Ciri-ciri ketidakdewasaan

Ketika seseorang belum dewasa, kita bisa mendeteksinya melalui tindakannya.

Memang benar bahwa semua orang sangat berbeda satu sama lain, dan bahwa semua usia dapat hidup dengan cara yang berbeda, tetapi tidak akan sulit bagi kita untuk mendeteksi ketidakdewasaan dari penjumlahan beberapa ciri khas:

Kerawanan. Orang yang rentan mudah tersinggung, yang berhubungan langsung dengan harga diri yang rendah.

Tidak aman. Orang yang paling perfeksionis mencari keamanan dalam mengontrol detail karena mereka tidak memiliki keamanan dalam aspek lain dari kepribadian mereka.
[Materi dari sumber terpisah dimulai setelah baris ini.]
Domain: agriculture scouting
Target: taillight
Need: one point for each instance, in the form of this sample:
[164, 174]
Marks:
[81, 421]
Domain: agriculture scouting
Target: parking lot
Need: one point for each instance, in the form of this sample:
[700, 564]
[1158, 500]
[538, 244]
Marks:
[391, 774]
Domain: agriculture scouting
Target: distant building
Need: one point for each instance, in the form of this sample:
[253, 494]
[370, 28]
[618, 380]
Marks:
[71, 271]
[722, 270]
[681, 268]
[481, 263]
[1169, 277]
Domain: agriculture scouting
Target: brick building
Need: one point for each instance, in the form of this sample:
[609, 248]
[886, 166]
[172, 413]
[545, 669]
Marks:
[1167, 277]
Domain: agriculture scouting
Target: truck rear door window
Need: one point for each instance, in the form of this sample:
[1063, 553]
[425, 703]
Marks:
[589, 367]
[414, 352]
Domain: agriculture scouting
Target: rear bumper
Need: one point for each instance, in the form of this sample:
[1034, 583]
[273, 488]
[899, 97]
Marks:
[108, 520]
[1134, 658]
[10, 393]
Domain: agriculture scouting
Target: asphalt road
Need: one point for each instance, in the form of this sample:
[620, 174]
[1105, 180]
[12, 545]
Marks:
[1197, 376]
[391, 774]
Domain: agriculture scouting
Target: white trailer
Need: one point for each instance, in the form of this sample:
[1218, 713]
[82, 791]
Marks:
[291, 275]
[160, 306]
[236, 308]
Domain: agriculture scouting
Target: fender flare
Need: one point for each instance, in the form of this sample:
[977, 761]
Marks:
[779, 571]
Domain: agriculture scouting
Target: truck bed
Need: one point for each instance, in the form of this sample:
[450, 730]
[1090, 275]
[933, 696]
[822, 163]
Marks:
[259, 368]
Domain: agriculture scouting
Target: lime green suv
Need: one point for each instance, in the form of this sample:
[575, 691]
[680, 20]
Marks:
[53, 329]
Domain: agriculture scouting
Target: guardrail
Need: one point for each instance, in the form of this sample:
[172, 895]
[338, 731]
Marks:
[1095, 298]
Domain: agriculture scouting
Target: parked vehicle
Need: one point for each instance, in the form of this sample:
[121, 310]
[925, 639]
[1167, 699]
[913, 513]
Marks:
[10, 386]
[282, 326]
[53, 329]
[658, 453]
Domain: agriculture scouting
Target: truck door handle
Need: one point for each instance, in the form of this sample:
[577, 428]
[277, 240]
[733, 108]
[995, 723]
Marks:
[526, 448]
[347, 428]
Ketidakstabilan emosi. Sangat mudah untuk melihat naik turunnya emosi sebagai momen kesedihan yang mendalam dan kemudian ekspresi kegembiraan. Orang-orang ini bosan dan mengubah arah dengan mudah.

Pesimisme. Merasa bahwa semuanya akan salah: Sikap ini merugikan proyek apa pun yang ingin Anda laksanakan atau tujuan yang ingin Anda capai.

Respons emosional yang diperburuk Individu yang menunjukkan respon ekstrim akan memiliki kecenderungan yang tidak bertanggung jawab dan tidak bersahabat. Hal ini erat kaitannya dengan ketidakstabilan.

Toleransi rendah untuk kemunduran atau kecelakaan. Ketidakdewasaan dapat mengekspresikan dirinya dalam frustrasi dan kemarahan ketika ada kemunduran atau hal-hal tidak berjalan seperti yang kita harapkan.

Ekstroversi. Terlalu banyak hubungan dengan orang lain dan terlalu sedikit pengetahuan diri.

Gugup dan derita.

Tidak aman. Orang yang belum dewasa sangat ragu-ragu dan bergantung pada orang lain.

Kekakuan. Orang yang kaku mengalami kesulitan mempelajari hal-hal baru, bergerak, dan membangun ikatan yang dalam.